Don’t walk in front of me; I may not follow.
Don’t walk behind me; I may not lead.
Walk beside me and be my friend. — Albert Camus
We all need friends. Friends enrich our lives in so many ways. But did you know that friends can actually save your life?
Canadian author and psychologist Susan Pinker argues that friends are critical to our health and well-being, especially as we age. Indeed, the lack of close personal friendships may shorten our lives faster than cigarettes, salt, sugar and animal fat. Real time, face to face contact, can help us to live healthier and longer lives. Chatting with friends on the porch or over the back fence, playing cards once a week, meeting friends every Tuesday morning at the coffee shop, having friends over to dinner regularly, or going to choir practice every week, can actually lengthen your life and bring you more happiness.
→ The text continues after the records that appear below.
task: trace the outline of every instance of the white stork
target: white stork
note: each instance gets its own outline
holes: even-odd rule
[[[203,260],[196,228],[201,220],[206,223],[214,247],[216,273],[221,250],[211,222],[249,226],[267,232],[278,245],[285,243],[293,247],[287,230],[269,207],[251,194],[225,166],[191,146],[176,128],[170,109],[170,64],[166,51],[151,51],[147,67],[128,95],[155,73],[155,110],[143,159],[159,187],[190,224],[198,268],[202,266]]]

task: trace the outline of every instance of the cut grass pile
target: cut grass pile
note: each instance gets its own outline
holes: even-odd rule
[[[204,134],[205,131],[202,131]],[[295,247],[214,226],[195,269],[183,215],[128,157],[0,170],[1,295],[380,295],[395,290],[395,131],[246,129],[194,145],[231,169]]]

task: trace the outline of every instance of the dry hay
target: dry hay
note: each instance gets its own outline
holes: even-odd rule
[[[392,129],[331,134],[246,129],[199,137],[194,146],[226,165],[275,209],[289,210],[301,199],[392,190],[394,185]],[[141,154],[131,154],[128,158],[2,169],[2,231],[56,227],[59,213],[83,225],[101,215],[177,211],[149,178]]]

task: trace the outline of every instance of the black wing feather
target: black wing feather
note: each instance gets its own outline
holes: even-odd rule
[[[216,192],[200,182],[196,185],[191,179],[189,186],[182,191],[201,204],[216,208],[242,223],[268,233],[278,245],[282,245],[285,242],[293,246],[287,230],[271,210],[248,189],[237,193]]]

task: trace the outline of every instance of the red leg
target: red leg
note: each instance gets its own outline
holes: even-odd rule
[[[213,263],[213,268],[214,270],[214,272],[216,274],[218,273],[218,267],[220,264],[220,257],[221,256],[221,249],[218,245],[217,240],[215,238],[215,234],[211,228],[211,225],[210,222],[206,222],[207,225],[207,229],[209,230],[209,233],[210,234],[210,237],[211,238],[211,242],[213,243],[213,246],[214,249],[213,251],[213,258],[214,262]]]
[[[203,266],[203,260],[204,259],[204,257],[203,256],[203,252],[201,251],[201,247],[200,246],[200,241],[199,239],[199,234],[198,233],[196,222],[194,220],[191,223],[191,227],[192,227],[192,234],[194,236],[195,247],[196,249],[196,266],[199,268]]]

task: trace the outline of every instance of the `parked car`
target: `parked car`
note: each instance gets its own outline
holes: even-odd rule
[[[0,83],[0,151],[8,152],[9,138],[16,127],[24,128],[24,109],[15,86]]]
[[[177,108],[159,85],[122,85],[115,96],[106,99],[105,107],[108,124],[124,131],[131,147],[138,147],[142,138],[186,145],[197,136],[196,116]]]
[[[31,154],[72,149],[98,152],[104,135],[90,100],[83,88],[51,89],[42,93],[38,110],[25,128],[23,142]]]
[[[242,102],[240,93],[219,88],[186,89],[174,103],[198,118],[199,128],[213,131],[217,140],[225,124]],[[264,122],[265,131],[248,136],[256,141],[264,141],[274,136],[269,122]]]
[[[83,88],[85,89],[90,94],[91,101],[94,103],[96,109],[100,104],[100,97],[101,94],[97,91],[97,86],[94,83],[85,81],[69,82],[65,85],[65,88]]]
And get this, study after study shows that these kinds of activities will do far more to promote health and longevity than “slathering on the sunscreen, downing fistfuls of vitamins, practicing mindfulness meditation, or sweating it out at the gym or with hot yoga.” So, don’t believe Sartre when he said, “Hell is other people.” And never mind what the late comedian George Burns said when he quipped, “happiness is having a large, loving, caring, close-knit family -– in another city.” According to numerous studies in this field, it just ain’t so. Moreover, says Pinker, you can forget all that nonsense that says that worry and working hard will kill you. The only thing that will kill you is doing it alone.
What’s more: joining together with others in worship every Sunday actually has a positive impact on your health. It may even help you to live longer and live happier!